As nossas decisões de política conseguiram manter ancoradas as expectativas de inflação e prevê-se que a inflação regresse a 2% no final do próximo ano
Lagarde garantiu que o BCE não irá vacilar no compromisso de reduzir a inflação para o objetivo, em benefício de todos os europeus. Contudo, alertou que “dada a magnitude do choque sobre a inflação, uma “aterragem suave” ainda não está garantida”.
“Se olharmos para os ciclos históricos de taxas desde 1970, podemos ver que quando os principais bancos centrais aumentavam as taxas de juro enquanto os preços da energia estavam elevados, os custos para a economia eram geralmente bastante elevados”, apontou, acrescentando que apenas cerca de 15% das aterragens suaves bem-sucedidas neste período – definidas como evitar uma recessão ou uma grande deterioração do emprego – foram alcançadas na sequência de choques nos preços da energia.
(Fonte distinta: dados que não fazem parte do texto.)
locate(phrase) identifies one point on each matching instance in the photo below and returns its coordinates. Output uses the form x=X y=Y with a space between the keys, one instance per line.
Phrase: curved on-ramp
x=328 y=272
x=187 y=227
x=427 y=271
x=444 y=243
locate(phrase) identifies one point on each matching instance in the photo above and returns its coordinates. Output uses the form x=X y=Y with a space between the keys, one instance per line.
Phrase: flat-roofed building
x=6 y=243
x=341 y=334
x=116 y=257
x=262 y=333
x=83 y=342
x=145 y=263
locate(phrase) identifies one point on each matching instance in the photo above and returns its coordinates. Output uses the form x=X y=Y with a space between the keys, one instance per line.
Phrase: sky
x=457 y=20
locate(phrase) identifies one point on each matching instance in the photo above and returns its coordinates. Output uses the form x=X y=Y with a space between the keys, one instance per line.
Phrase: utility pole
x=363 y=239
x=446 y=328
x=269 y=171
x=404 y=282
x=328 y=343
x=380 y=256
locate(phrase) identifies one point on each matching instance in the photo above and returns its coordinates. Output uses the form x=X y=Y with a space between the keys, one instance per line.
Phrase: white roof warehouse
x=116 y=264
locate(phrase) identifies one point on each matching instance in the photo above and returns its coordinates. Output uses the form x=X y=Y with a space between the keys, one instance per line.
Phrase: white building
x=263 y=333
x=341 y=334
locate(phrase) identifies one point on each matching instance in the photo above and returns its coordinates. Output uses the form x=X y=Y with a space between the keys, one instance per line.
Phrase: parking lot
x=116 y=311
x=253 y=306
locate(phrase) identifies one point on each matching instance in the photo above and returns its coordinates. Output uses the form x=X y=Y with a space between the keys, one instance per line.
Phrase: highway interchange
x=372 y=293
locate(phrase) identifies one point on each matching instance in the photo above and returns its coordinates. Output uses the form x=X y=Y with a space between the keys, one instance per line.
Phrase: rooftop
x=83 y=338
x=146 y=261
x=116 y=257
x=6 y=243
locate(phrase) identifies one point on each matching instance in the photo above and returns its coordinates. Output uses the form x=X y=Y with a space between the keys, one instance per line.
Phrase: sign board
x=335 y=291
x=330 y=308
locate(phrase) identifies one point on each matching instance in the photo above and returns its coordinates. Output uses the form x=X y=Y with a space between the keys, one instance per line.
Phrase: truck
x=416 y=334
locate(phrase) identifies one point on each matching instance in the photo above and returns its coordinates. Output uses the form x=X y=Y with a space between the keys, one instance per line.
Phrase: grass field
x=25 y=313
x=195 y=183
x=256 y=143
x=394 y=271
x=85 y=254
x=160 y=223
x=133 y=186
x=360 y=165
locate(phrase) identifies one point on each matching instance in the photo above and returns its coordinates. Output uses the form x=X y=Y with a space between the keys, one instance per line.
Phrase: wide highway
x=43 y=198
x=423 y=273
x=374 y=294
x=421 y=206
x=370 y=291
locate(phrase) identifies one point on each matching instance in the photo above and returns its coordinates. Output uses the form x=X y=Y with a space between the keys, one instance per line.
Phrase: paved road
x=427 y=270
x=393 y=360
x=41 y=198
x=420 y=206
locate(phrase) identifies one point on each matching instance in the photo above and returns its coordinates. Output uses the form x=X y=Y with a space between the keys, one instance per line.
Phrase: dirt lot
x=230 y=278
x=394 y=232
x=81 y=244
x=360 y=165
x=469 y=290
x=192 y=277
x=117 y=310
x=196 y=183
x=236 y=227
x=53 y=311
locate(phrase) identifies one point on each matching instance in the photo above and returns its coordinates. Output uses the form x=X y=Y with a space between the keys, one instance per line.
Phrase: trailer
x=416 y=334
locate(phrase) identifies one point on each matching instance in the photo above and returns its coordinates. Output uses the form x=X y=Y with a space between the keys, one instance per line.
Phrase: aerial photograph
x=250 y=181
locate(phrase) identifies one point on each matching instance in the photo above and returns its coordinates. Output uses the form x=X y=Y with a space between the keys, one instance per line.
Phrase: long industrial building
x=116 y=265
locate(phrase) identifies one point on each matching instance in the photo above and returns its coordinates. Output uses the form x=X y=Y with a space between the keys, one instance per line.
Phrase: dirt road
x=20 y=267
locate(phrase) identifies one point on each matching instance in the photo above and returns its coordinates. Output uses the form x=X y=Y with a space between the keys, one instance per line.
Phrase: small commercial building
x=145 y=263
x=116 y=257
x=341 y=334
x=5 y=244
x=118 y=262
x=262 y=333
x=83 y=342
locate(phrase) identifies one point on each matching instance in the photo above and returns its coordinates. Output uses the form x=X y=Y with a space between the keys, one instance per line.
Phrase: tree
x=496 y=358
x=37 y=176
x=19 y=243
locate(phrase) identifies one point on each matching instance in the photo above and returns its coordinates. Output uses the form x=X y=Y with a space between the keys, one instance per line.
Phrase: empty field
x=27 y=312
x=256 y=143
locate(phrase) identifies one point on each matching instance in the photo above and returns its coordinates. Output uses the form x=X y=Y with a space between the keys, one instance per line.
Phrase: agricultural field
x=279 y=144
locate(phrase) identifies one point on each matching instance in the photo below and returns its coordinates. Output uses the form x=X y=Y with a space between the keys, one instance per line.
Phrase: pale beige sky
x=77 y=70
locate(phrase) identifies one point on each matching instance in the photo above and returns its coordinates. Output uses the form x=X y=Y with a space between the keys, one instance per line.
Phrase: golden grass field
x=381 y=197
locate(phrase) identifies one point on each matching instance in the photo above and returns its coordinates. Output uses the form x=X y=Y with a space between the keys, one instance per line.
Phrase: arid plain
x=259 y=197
Ainda assim, a responsável do BCE destacou que o atual “ciclo até agora não seguiu os padrões do passado”, exemplificando que “a inflação atingiu um pico muito mais elevado do que durante as aterragens suaves anteriores, mas também desacelerou mais rapidamente”.
“O crescimento manteve-se dentro do intervalo dos anteriores episódios de aterragem suave, embora próximo do limite inferior desse intervalo. E o desempenho do mercado de trabalho tem sido excecionalmente benigno”, sublinhou.
Neste sentido, considerou que “os custos da desinflação foram contidos em comparação com episódios semelhantes do passado”. No entanto, advertiu que existem “várias incertezas relativamente à inflação futura”, especialmente em termos de como evoluirá a relação lucros/salários/produtividade e se a economia será atingida por novos choques do lado da oferta.
“Levará algum tempo até reunirmos dados suficientes para ter a certeza de que os riscos de uma inflação acima da meta passaram”, sublinhou. Lagarde destacou que um mercado de trabalho forte significa que existe tempo para recolher novas informações, mas também é necessário estar consciente do facto de que as perspetivas de crescimento permanecem incertas. “Tudo isto sustenta a nossa determinação de sermos dependentes dos dados e de tomarmos as nossas decisões políticas reunião por reunião”, frisou.
Desafio da inflação exigiu respostas diferenciadas
A presidente do BCE recordou também que a resposta à subida da inflação, que levou o BCE a subir os juros no ano passado, obrigou a soluções distintas do tradicional.
“Quando começámos a aumentar as taxas, sabíamos que estávamos longe de onde precisávamos estar. O fator mais importante foi, portanto, colmatar a lacuna o mais rapidamente possível. É por isso que tivemos uma subida historicamente acentuada no início da nossa trajetória de taxas, utilizando aumentos de 75 e 50 pontos base para os nossos primeiros seis aumentos de taxas”, disse.
No entanto, à medida que as taxas diretoras avançavam para um território restritivo, o desafio passou de agir rapidamente a calibrar a trajetória com precisão. “Em particular, precisávamos de definir uma trajetória de taxa que proporcionasse um regresso “oportuno” para 2% e que o fizesse com um elevado grau de confiança”, explicou.
Segundo Lagarde, por um lado, “teria sido arriscado confiar demasiado em modelos treinados em dados históricos, uma vez que esses dados podem já não ser válidos”. “Não poderíamos saber, por exemplo, se as mudanças nas preferências, os preços mais elevados da energia e a geopolítica tinham alterado a estrutura da economia”, apontou.
Por outro lado, “confiar demasiado nos dados atuais poderia ter sido igualmente enganador se estes tivessem tido pouco poder de previsão a médio prazo”, disse, acrescentando que “à medida que os choques se espalhavam pela economia, os dados atuais também poderiam ter refletido mais desfasamentos do que as tendências reais da inflação”.